Environmental Hazards, Nature, Science

Conservation Tillage Can Have Unanticipated Consequences

Conservation tillage can have unanticipated consequences when it's not combined with fertilizer management.
An algae-covered rock in Lake Erie. Photo: Shutterstock

The rise of conservation tillage, in which farmers leave the remnants of plants that have been harvested in the fields until they are ready to plant new crops, has helped to reduce erosion and soil loss. However, it might also be contributing to an increase of phosphorus in Lake Erie and presumably other bodies of water as well. This increase is mostly in the form of soluble phosphorous, which is being used more often in agricultural fertilizers. Unfortunately, it is also getting into rivers, streams, and lakes, where it is leading to dangerous algal blooms.

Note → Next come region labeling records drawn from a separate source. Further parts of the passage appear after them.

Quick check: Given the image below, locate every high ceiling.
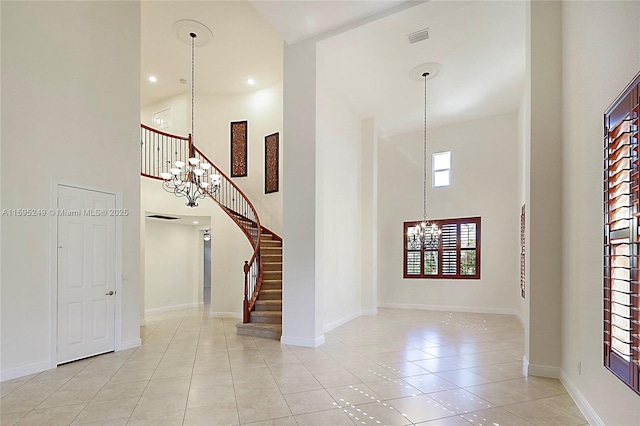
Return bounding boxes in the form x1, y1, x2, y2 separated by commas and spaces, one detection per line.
141, 0, 526, 135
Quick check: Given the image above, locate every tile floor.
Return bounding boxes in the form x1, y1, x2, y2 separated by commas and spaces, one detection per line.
0, 309, 587, 426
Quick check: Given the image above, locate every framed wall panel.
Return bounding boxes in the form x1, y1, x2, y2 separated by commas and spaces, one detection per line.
231, 120, 249, 177
264, 133, 280, 194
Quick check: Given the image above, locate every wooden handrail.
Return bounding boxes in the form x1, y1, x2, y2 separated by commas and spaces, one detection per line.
140, 124, 264, 322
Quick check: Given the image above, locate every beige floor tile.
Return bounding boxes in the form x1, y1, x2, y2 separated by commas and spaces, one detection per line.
429, 389, 493, 414
243, 416, 298, 426
464, 382, 533, 406
343, 402, 411, 426
238, 394, 292, 423
502, 400, 585, 426
386, 395, 456, 423
416, 416, 472, 426
460, 408, 531, 426
434, 369, 491, 387
327, 383, 382, 407
294, 409, 359, 426
184, 402, 240, 426
132, 393, 187, 417
284, 389, 338, 415
540, 393, 587, 423
75, 397, 139, 423
142, 377, 191, 397
127, 409, 185, 426
37, 389, 98, 409
16, 404, 86, 426
187, 385, 236, 408
0, 411, 29, 426
403, 374, 458, 393
91, 381, 149, 402
275, 373, 322, 395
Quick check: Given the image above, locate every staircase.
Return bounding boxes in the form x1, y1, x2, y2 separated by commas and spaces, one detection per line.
236, 233, 282, 340
140, 124, 282, 340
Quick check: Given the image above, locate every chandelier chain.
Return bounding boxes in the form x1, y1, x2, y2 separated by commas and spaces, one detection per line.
189, 33, 197, 142
422, 72, 429, 222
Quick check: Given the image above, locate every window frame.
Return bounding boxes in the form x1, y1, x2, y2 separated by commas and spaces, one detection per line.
602, 73, 640, 395
402, 216, 482, 280
431, 151, 452, 188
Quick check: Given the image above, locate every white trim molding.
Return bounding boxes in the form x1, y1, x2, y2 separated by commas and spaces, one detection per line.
280, 334, 324, 348
0, 360, 50, 382
209, 311, 242, 319
378, 303, 519, 317
144, 302, 204, 318
560, 370, 605, 426
322, 311, 362, 333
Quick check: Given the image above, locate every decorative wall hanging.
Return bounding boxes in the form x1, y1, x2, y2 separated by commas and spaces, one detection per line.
520, 204, 526, 299
264, 133, 280, 194
231, 120, 248, 177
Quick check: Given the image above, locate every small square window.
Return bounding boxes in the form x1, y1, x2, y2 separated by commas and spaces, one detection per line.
433, 151, 451, 188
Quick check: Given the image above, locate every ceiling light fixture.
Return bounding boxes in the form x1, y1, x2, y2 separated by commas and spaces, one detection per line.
160, 31, 221, 207
408, 71, 442, 250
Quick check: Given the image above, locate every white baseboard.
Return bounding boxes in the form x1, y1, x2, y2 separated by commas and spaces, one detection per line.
280, 334, 324, 348
322, 312, 362, 333
209, 311, 242, 319
560, 370, 604, 426
144, 302, 204, 316
0, 361, 50, 382
119, 338, 142, 351
378, 303, 519, 317
527, 364, 560, 379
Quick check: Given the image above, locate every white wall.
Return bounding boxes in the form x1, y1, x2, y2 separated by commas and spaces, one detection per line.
0, 2, 140, 379
378, 112, 520, 313
562, 1, 640, 425
315, 75, 362, 331
144, 220, 203, 314
139, 178, 253, 317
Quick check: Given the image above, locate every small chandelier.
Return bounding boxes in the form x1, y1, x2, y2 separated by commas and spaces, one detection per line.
408, 72, 442, 250
160, 32, 221, 207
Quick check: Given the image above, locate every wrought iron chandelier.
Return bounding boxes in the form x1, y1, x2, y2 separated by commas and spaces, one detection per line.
160, 32, 221, 207
409, 72, 442, 249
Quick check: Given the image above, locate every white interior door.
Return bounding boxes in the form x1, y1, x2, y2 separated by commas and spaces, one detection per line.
57, 185, 116, 364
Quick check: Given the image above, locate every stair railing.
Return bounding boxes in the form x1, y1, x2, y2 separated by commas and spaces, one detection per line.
140, 124, 262, 323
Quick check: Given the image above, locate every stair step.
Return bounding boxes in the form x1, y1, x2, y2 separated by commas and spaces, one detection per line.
258, 287, 282, 300
262, 269, 282, 281
262, 260, 282, 271
260, 239, 282, 248
260, 279, 282, 292
251, 311, 282, 324
256, 299, 282, 311
261, 252, 282, 264
236, 323, 282, 340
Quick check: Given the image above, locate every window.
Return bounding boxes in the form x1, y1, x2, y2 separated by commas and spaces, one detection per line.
403, 217, 480, 279
433, 151, 451, 188
603, 70, 640, 394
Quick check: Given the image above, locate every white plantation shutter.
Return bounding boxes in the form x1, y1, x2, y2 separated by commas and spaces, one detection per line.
604, 70, 640, 393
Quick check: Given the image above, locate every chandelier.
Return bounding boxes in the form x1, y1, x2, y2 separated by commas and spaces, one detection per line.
160, 32, 221, 207
409, 72, 442, 250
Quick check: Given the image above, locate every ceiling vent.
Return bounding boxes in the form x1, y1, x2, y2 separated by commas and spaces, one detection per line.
147, 214, 180, 220
407, 28, 429, 44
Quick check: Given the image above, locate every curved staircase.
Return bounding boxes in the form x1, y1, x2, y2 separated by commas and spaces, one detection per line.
140, 124, 282, 340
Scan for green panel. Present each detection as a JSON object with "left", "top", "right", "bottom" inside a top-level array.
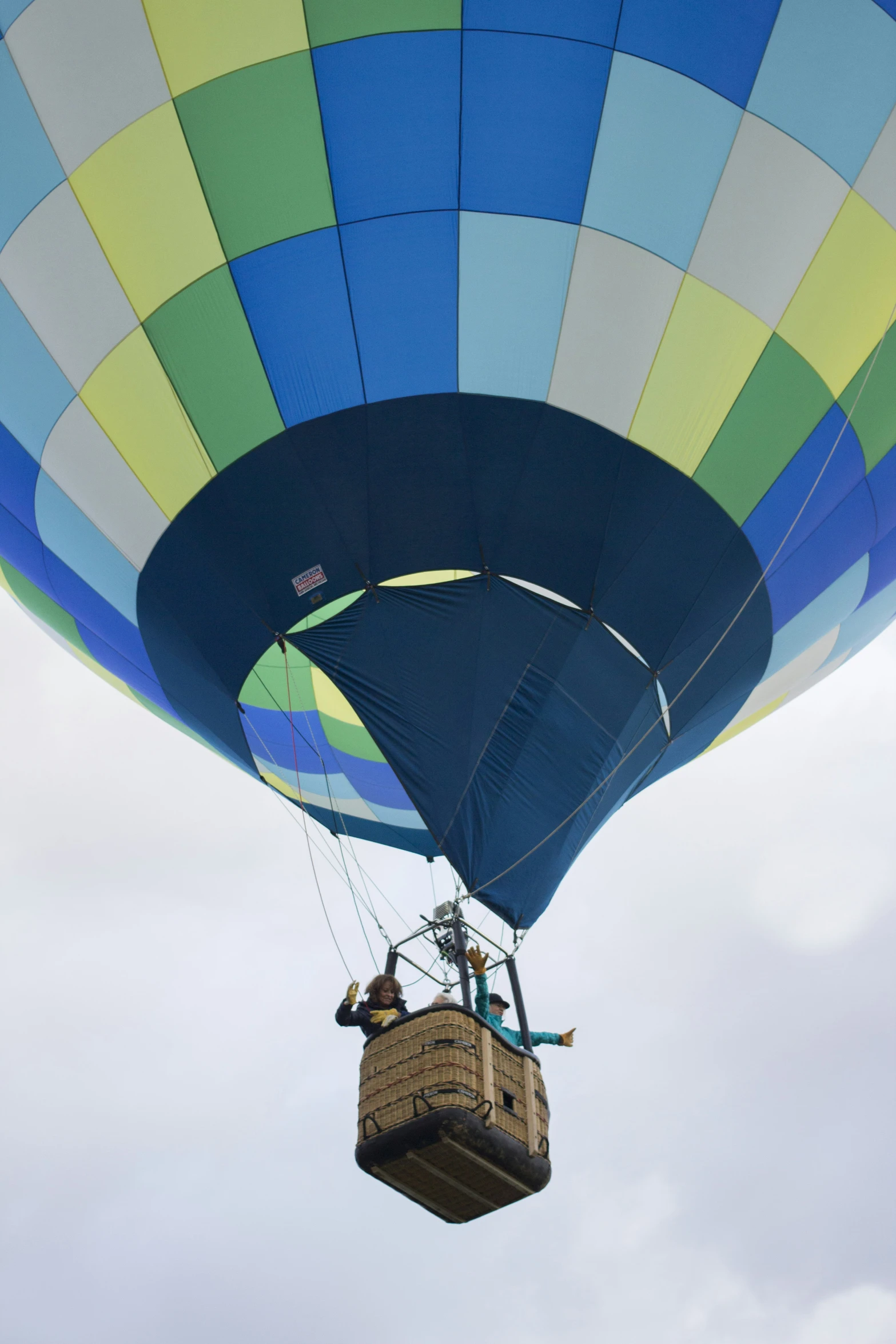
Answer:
[
  {"left": 286, "top": 589, "right": 364, "bottom": 634},
  {"left": 129, "top": 686, "right": 230, "bottom": 764},
  {"left": 305, "top": 0, "right": 461, "bottom": 47},
  {"left": 0, "top": 559, "right": 93, "bottom": 657},
  {"left": 239, "top": 645, "right": 316, "bottom": 715},
  {"left": 174, "top": 51, "right": 336, "bottom": 258},
  {"left": 320, "top": 714, "right": 387, "bottom": 765},
  {"left": 693, "top": 335, "right": 833, "bottom": 526},
  {"left": 144, "top": 266, "right": 284, "bottom": 472},
  {"left": 839, "top": 327, "right": 896, "bottom": 472}
]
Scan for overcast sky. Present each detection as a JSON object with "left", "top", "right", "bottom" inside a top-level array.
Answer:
[{"left": 0, "top": 595, "right": 896, "bottom": 1344}]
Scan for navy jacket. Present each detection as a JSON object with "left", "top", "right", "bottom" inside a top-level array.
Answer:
[{"left": 336, "top": 999, "right": 407, "bottom": 1036}]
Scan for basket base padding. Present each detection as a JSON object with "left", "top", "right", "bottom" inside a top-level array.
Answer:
[{"left": 355, "top": 1106, "right": 551, "bottom": 1223}]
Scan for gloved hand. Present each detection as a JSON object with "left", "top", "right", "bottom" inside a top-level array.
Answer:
[{"left": 466, "top": 944, "right": 489, "bottom": 976}]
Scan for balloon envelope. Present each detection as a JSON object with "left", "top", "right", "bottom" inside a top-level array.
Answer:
[{"left": 0, "top": 0, "right": 896, "bottom": 925}]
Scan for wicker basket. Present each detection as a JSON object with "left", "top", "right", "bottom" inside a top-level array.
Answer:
[{"left": 356, "top": 1005, "right": 551, "bottom": 1223}]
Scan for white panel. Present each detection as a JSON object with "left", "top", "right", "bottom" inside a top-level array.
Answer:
[
  {"left": 785, "top": 650, "right": 849, "bottom": 704},
  {"left": 726, "top": 626, "right": 839, "bottom": 733},
  {"left": 40, "top": 398, "right": 168, "bottom": 570},
  {"left": 7, "top": 0, "right": 170, "bottom": 173},
  {"left": 856, "top": 108, "right": 896, "bottom": 229},
  {"left": 766, "top": 555, "right": 868, "bottom": 679},
  {"left": 688, "top": 113, "right": 849, "bottom": 327},
  {"left": 548, "top": 229, "right": 682, "bottom": 434},
  {"left": 0, "top": 181, "right": 137, "bottom": 388}
]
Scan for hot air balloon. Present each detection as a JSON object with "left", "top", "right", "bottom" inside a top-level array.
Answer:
[{"left": 0, "top": 0, "right": 896, "bottom": 1220}]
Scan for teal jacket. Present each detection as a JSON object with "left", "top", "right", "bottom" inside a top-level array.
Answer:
[{"left": 476, "top": 976, "right": 560, "bottom": 1049}]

The algae feed off the phosphorus, and since there’s so much more of it, an overabundance of algae blooms. These are dangerous to fish and other animals, as well as plants, in those bodies of water. In 2014, an algae bloom in Lake Erie resulted in 400,000 people in Toledo, Ohio being unable to drink their city tap water.

In 2016, the American and Canadian governments took steps to start reducing phosphorous levels in Lake Erie by 40 percent, which should help, but more research is needed to discover the best ways to do this.

“Effective conservation is an adaptive process,” said study co-author Professor Andrew Sharpley of the University of Arkansas. “In the case of Lake Erie catchments, reduced land tillage dramatically reduced erosion, but without changing fertilizer management practices, this effectively trapped phosphorous at the soil surface.”

There is never one simple solution to the challenges of maintaining threatened or damaged ecosystems. That a solution has worked in some ways but failed in others does not mean that we should abandon it outright, but we do need to find ways to further adapt and improve our conservation efforts.

“The main lesson learned is that there can be unintended consequences of changing farm conservation practices, which should be recognized,” Sharpley said.

Ideally, further research into this problem will help us determine the best way to conserve soil and soil nutrients in agriculture, while also not leading to dangerous algal blooms in water ways.